Yes, but don't get too close to the abs max negative Vbe or the
transistor will literally degrade. Most FETs can safely be swung to -15V
with gusto. Do that with a BJT ... phssst ... *BANG*.

--
Regards, Joerg

http://www.analogconsultants.com/

"gmail" domain blocked because of excessive spam.
Use another domain or send PM.

 

[Jonathan Kirwan]

On Fri, 20 Jun 2008 17:26:47 -0700, Joerg
<notthisjoergsch@removethispacbell.net> wrote:

mrdarrett@gmail.com wrote:
In this data sheet for the TIP31A:

http://www.fairchildsemi.com/ds/TI/TIP31A.pdf

The spec is given:
VCE(sat) * Collector-Emitter Saturation Voltage IC = 3A, IB = 375mA:
1.2 V

Does this mean then that the resistance between the collector and
emitter is (1.2V) / (3A) = 0.4 ohms, when the transistor is carrying
3A through the collector to the emitter?

If so, that's a bit higher than the Rds_on for the IRF530, at 0.1 ohm.

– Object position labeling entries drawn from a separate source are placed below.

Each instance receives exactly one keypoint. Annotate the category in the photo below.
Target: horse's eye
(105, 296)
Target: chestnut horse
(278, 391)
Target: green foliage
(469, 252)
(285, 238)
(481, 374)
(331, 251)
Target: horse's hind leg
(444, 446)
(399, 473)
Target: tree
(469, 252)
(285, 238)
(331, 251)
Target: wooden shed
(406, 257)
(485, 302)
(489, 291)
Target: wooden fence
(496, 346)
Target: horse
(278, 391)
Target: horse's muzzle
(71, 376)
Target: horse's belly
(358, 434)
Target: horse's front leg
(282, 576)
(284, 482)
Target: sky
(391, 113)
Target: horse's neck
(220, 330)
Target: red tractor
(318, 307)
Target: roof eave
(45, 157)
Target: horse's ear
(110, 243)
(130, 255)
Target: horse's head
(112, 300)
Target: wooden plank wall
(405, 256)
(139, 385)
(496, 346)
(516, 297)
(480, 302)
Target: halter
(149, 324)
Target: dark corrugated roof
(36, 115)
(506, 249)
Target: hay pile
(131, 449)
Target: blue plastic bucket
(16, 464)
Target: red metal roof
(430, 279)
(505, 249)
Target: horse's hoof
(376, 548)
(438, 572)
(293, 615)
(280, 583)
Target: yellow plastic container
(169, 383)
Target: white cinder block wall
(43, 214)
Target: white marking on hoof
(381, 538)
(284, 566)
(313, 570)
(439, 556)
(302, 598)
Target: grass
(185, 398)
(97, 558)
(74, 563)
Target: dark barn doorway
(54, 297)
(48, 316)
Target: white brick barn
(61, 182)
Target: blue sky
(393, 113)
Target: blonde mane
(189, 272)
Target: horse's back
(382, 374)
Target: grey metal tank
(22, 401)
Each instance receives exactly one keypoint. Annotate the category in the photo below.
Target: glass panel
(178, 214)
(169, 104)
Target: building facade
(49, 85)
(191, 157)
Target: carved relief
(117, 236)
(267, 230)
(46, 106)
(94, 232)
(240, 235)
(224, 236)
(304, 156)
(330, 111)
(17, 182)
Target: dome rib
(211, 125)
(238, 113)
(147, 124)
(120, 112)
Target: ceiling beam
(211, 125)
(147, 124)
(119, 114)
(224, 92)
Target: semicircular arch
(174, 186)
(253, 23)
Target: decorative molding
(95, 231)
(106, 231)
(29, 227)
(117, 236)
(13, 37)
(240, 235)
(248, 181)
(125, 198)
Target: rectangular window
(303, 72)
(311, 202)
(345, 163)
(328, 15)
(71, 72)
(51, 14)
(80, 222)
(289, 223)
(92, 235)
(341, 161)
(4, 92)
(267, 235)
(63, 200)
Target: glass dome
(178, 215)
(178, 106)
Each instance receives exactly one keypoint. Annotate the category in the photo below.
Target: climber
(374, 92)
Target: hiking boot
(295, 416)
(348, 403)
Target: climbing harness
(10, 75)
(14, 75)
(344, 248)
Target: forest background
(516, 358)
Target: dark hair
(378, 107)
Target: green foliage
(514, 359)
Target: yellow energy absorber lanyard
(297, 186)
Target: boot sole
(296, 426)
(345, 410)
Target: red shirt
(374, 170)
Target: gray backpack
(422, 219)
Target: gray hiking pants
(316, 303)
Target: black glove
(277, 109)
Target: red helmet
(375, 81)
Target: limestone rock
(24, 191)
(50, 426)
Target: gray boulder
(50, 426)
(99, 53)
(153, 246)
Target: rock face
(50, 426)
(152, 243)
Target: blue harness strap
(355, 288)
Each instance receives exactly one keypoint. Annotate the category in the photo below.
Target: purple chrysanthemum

Pretty much. But the BJT needs a whole lot of base current to keep it
there and it needs a long time to come back out of saturation. IOW if
you want to switch something at a reasonable efficiency you are usually
better off with a FET.

Looking at the _typical_ (rather than max spec) curve for Ic/Ib=10,
Figure 2, it shows under 0.5V for Vce at Ic=3A and, by definition,
Ib=0.3A. So the typical is more like 0.5V/3A or 1/6th (.17) Ohm. The
IRF530 data sheet I looked at lists typical .14 Ohm and max .16 Ohm.
But the max spec on the TIP31A appears worse, as you both agree about,
and there is no question about the BJT's base drive power for Ic=3A,
which even using typical figures from the curve is about 1.05V*0.3A or
more than 300mW, by itself.

Jon